La experiencia ateniense nos deja claras lecciones. En primer lugar, el intento fallido de Cilón muestra cómo ningún intento de quebrantar el orden imperante y tomar el poder en forma violenta e ilegítima puede tener éxito sin el apoyo del pueblo. Es por esta razón que la acción de los tiranos suele estar acompañada de medidas demagógicas y populistas. También es esta la causa de que algunos tiranos como Pisístrato o Teagenes hayan prestado especial atención a la construcción de obras públicas como propaganda de gobierno. En el caso de Clístenes, sus reformas ganaron inequívocamente el apoyo del dêmos, su participación política y, especialmente, su compromiso con el funcionamiento de la polis. Se muestra claramente cómo su gobierno buscaba establecer políticas que favorecieran a las masas que lo apoyaban, promoviendo una expansión socioeconómica contínua y prolongada. Por lo demás, es claro que las reformas políticas tienen mayor fuerza y una aplicación más expedita cuando nacen del consenso entre las élites y el dêmos, como ocurrió en el caso de Solón y Clístenes. En segundo lugar, cualquier intento de establecer un régimen democrático debe poner énfasis en su propia seguridad, esto es, en la capacidad del Estado para controlar la violencia, mejor si esta capacidad se ejerce de forma preventiva, como en el caso de las reformas sociales de Clístenes. El nombre de la democracia no basta por sí solo. El control de la violencia debe estar garantizado, además, por instituciones estables.

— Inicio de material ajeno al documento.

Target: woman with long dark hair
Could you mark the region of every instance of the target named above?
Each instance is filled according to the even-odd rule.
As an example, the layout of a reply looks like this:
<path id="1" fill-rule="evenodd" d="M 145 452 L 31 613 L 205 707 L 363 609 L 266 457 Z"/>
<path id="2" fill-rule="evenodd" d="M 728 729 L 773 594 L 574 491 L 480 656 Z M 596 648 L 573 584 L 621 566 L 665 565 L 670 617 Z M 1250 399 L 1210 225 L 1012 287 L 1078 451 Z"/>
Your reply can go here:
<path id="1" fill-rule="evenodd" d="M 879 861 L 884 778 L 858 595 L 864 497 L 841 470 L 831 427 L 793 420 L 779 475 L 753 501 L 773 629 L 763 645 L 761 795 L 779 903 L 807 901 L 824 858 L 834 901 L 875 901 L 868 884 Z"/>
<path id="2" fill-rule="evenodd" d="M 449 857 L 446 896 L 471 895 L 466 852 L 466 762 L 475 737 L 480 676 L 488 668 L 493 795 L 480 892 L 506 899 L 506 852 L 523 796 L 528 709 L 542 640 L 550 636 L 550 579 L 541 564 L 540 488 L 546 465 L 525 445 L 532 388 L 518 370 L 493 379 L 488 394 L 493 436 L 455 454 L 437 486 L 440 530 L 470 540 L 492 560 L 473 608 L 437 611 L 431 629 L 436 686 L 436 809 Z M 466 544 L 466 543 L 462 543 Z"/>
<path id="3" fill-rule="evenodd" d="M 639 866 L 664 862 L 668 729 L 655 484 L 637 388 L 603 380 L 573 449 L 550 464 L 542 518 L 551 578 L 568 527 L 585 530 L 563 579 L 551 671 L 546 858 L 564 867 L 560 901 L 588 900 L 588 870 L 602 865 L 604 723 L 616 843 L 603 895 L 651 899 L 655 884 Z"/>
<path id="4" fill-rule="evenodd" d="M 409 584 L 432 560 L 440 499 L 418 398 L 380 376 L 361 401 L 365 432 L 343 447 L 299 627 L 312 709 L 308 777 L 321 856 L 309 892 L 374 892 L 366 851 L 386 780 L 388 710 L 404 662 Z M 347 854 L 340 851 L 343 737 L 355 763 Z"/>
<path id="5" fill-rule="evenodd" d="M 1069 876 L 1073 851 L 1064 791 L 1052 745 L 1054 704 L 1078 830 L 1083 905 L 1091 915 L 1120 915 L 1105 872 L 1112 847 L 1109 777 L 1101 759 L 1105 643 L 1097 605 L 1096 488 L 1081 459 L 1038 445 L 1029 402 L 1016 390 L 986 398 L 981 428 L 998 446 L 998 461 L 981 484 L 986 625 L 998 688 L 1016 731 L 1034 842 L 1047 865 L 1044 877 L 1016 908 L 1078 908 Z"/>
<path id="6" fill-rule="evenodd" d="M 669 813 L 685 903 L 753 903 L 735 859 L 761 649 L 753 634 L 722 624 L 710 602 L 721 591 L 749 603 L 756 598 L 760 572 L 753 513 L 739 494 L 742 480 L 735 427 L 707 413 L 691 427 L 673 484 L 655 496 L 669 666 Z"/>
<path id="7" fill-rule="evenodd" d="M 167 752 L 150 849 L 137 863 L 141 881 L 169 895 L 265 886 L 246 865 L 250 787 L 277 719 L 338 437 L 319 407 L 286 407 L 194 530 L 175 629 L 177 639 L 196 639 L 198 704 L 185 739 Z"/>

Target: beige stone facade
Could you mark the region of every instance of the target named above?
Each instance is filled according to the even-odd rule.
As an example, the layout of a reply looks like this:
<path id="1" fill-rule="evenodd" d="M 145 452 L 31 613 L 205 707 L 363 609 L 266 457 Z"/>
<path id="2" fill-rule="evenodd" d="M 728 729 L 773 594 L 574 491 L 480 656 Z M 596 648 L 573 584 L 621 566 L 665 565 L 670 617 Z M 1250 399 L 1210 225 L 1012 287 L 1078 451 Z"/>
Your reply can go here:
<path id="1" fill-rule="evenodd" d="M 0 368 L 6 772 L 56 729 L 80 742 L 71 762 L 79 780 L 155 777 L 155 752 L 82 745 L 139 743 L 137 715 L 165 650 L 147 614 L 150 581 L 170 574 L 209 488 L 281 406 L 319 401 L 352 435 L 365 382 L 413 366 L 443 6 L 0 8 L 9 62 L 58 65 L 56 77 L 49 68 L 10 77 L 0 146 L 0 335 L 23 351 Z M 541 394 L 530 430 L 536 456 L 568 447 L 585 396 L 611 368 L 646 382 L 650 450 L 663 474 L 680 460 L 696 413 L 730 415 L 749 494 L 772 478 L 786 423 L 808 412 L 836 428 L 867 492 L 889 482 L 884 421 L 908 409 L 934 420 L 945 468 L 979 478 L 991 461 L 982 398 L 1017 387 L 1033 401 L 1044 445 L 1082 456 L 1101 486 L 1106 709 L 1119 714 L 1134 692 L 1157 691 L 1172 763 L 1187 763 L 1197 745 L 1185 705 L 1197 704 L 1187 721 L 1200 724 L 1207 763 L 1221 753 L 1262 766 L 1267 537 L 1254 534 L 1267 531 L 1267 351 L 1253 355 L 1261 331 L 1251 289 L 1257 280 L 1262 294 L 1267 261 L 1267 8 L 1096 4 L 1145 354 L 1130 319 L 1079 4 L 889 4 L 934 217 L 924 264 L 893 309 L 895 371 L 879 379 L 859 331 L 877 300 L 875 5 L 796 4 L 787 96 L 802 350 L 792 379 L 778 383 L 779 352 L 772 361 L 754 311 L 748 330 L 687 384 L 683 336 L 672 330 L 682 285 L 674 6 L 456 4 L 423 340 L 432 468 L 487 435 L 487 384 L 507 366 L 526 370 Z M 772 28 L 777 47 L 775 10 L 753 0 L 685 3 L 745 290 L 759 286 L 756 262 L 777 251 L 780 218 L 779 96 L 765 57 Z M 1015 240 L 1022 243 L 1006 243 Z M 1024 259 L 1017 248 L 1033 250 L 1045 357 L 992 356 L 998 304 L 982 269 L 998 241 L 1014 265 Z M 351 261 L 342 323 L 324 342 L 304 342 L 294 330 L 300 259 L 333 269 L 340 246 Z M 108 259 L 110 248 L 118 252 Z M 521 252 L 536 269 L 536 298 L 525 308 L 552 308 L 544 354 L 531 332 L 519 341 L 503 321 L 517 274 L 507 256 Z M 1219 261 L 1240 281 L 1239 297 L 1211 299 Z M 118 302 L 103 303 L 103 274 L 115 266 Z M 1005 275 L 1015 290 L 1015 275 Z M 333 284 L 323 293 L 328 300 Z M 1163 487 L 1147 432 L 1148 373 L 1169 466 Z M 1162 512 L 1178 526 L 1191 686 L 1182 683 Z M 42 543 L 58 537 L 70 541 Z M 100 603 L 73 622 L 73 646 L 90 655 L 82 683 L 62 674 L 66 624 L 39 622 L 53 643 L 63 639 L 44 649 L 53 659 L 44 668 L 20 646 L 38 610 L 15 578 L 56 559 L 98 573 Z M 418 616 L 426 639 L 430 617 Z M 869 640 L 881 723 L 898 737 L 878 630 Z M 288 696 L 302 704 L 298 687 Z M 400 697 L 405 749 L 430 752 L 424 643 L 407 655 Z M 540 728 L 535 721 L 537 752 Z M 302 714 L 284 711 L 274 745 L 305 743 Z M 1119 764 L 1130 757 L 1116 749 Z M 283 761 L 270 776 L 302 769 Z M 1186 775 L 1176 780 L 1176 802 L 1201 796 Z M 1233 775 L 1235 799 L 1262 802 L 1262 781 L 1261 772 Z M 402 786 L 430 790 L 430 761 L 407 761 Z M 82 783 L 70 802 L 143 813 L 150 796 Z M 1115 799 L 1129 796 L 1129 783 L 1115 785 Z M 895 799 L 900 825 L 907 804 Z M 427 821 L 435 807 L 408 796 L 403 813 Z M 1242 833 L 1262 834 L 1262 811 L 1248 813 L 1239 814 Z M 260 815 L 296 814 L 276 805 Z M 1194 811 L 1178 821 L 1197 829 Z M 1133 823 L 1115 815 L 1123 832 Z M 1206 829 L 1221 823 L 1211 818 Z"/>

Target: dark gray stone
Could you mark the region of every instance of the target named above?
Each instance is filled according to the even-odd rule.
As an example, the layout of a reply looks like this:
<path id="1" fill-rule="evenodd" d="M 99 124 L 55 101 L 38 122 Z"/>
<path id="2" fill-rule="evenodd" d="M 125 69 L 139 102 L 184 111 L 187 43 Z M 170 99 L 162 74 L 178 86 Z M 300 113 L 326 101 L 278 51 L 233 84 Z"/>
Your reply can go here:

Por último -aunque tengo para mí que es un factor primordial-, la cultura democrática se sostiene sobre el principio básico de la despersonalización del poder, o lo que es lo mismo, su alternabilidad. Solo cuando el dêmos comprendió que el poder no era ínsito a una persona, a una familia o a una casta, fue posible una verdadera y exitosa transición democrática. Para ello, en su momento jugó un papel esencial una práctica tan absurda a nuestros ojos como la asignación de ciertas magistraturas por sorteo.